Utilizing its Evident AI Use Case Tracker for Insurance, a comprehensive database of AI initiatives within the sector, Evident reported that 28 new AI use cases were introduced in the fourth quarter of 2025—almost double the number recorded during the same period in 2024. This growth is attributed not only to increasing adoption rates but also a heightened willingness among insurers to disclose their AI implementations and the measurable outcomes stemming from them.
According to the findings, approximately 40% of insurers are now reporting tangible business benefits linked to AI, with 77% of those benefits associated with productivity gains and a modest 5% contributing to revenue growth. A notable factor driving this rapid increase is the rollout of agentic AI systems, which comprised 21% of reported deployments in Q4 2025. These systems are designed to autonomously manage complex multi-step processes, particularly in claims management, where unstructured data and intricate workflows are prevalent. Evident’s analysis indicates that over half (56%) of these agentic deployments are focused on claims management, emphasizing the sector’s preference to apply AI in operationally complex areas.

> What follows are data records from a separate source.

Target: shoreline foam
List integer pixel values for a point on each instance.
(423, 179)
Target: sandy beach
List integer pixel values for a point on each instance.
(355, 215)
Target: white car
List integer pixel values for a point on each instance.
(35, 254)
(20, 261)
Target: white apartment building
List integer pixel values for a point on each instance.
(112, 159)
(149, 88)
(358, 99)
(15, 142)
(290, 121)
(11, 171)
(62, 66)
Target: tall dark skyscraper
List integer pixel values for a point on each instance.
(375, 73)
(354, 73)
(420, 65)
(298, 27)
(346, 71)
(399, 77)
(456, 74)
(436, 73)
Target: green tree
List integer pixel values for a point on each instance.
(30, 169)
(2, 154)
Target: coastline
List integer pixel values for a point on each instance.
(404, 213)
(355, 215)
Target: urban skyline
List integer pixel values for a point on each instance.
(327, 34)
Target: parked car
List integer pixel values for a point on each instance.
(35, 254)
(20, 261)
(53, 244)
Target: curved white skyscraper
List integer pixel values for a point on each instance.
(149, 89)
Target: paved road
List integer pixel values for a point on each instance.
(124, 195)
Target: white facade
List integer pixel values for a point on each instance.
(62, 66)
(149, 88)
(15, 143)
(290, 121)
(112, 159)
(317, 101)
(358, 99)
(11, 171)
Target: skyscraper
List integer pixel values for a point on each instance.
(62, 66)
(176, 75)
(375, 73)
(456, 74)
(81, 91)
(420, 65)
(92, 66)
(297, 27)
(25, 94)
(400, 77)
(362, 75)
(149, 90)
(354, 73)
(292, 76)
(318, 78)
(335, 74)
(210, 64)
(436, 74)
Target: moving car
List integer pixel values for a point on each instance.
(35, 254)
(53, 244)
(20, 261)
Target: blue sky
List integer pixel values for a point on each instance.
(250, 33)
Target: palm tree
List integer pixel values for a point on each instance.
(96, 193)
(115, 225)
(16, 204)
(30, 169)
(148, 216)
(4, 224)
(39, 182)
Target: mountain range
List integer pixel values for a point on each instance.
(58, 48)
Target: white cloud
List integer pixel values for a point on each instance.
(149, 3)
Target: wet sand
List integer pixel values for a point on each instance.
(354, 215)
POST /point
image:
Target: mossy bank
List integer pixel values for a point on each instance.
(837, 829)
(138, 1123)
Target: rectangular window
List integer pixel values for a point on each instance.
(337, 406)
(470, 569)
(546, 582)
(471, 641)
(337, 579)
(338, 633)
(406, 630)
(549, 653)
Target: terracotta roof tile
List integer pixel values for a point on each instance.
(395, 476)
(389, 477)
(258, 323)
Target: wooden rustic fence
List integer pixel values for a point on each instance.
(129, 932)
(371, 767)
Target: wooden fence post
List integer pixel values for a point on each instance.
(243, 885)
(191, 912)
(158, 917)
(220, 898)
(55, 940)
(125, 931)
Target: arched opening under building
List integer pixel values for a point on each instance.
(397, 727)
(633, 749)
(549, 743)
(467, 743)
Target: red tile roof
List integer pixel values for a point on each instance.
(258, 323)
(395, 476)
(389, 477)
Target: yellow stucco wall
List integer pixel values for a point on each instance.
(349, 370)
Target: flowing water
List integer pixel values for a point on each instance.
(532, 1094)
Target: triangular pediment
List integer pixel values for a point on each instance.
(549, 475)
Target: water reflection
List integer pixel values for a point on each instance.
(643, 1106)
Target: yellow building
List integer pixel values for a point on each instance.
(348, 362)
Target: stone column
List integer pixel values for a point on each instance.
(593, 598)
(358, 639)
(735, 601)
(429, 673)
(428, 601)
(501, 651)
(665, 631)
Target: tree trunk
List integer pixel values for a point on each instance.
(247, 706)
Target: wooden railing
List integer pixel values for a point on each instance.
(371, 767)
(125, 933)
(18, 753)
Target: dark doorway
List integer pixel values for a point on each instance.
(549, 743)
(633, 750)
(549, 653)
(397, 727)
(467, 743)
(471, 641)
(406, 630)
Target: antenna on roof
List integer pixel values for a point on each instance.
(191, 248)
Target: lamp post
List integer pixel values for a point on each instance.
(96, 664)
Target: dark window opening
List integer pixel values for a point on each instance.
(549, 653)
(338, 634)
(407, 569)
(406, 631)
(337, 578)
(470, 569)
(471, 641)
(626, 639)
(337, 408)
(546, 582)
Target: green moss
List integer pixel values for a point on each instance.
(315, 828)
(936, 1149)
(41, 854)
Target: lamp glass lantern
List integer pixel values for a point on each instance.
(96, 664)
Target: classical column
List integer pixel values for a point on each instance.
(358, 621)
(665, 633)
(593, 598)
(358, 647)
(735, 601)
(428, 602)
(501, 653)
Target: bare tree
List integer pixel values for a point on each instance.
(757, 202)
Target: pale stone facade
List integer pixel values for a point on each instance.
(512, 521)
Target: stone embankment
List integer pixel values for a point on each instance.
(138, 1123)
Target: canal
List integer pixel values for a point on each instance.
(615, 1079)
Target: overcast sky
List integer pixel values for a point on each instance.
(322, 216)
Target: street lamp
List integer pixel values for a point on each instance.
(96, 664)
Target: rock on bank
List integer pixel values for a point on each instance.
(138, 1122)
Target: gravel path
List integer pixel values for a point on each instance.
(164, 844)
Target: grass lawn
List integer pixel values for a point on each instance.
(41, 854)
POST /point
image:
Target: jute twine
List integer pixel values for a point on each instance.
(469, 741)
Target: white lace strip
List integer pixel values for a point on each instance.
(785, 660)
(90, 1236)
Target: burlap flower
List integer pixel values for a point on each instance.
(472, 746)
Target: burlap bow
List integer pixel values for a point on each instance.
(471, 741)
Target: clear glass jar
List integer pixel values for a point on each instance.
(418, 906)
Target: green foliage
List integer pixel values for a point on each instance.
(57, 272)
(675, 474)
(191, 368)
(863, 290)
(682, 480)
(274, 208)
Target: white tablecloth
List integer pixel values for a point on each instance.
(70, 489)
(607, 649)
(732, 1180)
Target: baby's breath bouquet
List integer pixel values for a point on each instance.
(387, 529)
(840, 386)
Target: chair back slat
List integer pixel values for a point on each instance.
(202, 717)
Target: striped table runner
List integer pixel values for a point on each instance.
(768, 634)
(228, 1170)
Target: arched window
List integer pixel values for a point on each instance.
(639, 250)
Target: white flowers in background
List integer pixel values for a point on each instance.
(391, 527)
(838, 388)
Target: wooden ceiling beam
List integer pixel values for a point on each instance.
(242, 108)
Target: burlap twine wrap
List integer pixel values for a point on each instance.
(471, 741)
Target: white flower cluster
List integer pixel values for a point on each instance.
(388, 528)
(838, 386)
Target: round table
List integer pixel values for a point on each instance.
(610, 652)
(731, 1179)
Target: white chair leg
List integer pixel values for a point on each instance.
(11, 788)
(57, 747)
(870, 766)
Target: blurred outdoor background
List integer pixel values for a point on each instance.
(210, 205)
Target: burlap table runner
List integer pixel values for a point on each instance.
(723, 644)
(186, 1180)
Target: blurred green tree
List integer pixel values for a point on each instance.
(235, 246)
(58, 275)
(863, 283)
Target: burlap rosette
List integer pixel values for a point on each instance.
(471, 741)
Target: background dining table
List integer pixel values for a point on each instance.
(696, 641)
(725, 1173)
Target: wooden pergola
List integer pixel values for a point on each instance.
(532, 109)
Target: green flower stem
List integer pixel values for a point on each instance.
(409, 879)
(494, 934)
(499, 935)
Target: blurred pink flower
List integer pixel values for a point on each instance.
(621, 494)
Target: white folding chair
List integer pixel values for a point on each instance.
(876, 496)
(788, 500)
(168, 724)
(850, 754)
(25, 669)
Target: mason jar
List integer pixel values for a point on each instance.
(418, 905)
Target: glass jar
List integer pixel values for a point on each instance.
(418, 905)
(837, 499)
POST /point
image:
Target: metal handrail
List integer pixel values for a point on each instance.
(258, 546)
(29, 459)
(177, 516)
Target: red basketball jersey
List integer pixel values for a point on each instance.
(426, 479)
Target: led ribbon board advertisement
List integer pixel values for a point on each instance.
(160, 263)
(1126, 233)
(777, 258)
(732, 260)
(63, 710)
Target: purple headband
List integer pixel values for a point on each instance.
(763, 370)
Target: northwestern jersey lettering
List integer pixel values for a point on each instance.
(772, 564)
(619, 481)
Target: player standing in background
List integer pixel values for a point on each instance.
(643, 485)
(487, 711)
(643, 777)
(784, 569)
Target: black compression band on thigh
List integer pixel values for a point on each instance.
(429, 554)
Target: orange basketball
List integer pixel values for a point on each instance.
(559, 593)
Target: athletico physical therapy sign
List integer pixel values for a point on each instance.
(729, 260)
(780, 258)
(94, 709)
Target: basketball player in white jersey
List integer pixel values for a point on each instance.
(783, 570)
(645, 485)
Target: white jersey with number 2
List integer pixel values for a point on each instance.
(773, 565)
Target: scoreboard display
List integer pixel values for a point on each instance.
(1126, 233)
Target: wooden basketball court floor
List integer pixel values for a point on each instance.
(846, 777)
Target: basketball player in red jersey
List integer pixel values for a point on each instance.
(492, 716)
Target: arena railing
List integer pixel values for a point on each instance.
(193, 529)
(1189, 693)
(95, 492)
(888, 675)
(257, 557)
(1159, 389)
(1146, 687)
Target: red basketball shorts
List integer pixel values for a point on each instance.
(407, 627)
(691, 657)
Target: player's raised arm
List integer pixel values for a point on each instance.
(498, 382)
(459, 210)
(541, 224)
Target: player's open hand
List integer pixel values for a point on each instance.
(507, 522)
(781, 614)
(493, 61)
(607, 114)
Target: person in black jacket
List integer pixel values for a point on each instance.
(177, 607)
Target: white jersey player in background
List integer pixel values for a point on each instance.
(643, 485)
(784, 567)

A prime example cited by Evident is Allianz’s Project Nemo, which achieved an impressive 80% reduction in processing times for food spoilage claims. This system utilizes a central AI agent to coordinate seven specialist agents, illustrating a notable shift from task-level assistance to comprehensive process automation.
“Insurance is crossing a threshold in AI adoption,” remarked Annabel Ayles, Co-founder and Co-CEO of Evident. “The rise of agentic can be read as a shift from AI as a productivity tool for individual workers to AI as an operational system. Right now, AI is starting to run processes rather than just support them. Claims management is first because it is complex, data-heavy and measurable, but other categories will no doubt follow.”
Evident’s data reveals that GenAI and agentic projects combined accounted for 68% of AI rollouts in Q4 2025, with claims management alone making up 37% of these initiatives—more than any other function. Underwriting and pricing, along with customer engagement, each represented 21% of next-generation AI use cases. The report spotlighted Manulife’s sales enablement tool, which reportedly increased repurchase rates by up to 5%.
The trend toward customer-facing AI applications is also accelerating. Evident observed that 36% of use cases in Q4 2025 included direct interactions with policyholders, a significant rise from a historical average of 7%. Among these, Swiss Re’s Wysa Assure, an AI-enabled mental health application, has been linked to a 31% reduction in depression among users and a potential 33% decrease in claims, marking a growing confidence among insurers in AI’s capability for frontline customer engagement.
Covering 30 prominent life, property and casualty (P&C), composite, and reinsurance groups across North America and Europe, Evident’s research highlights that P&C insurers are leading the adoption wave, accounting for half of AI deployments in Q4 2025. Life insurers follow closely, focusing on applications in underwriting automation, policy servicing, and fraud detection. The specialty and reinsurance segments are trailing, while asset management and investment have seen the most rapid growth, more than tripling their deployment numbers compared to the same quarter in 2024.
Christian Preece, Insurance Director at Evident, noted, “P&C teams are using AI to automate an ever greater proportion of claims processes, with the most advanced insurers experimenting with end-to-end automation via agentic AI.” He added, “That shift from point solutions to end-to-end automation shows how AI is transforming core insurance processes. While the volume and complexity of use cases are highest in claims management, we’re seeing real growth in underwriting and pricing, and customer engagement too—pointing to greater AI maturity across the full lifecycle.”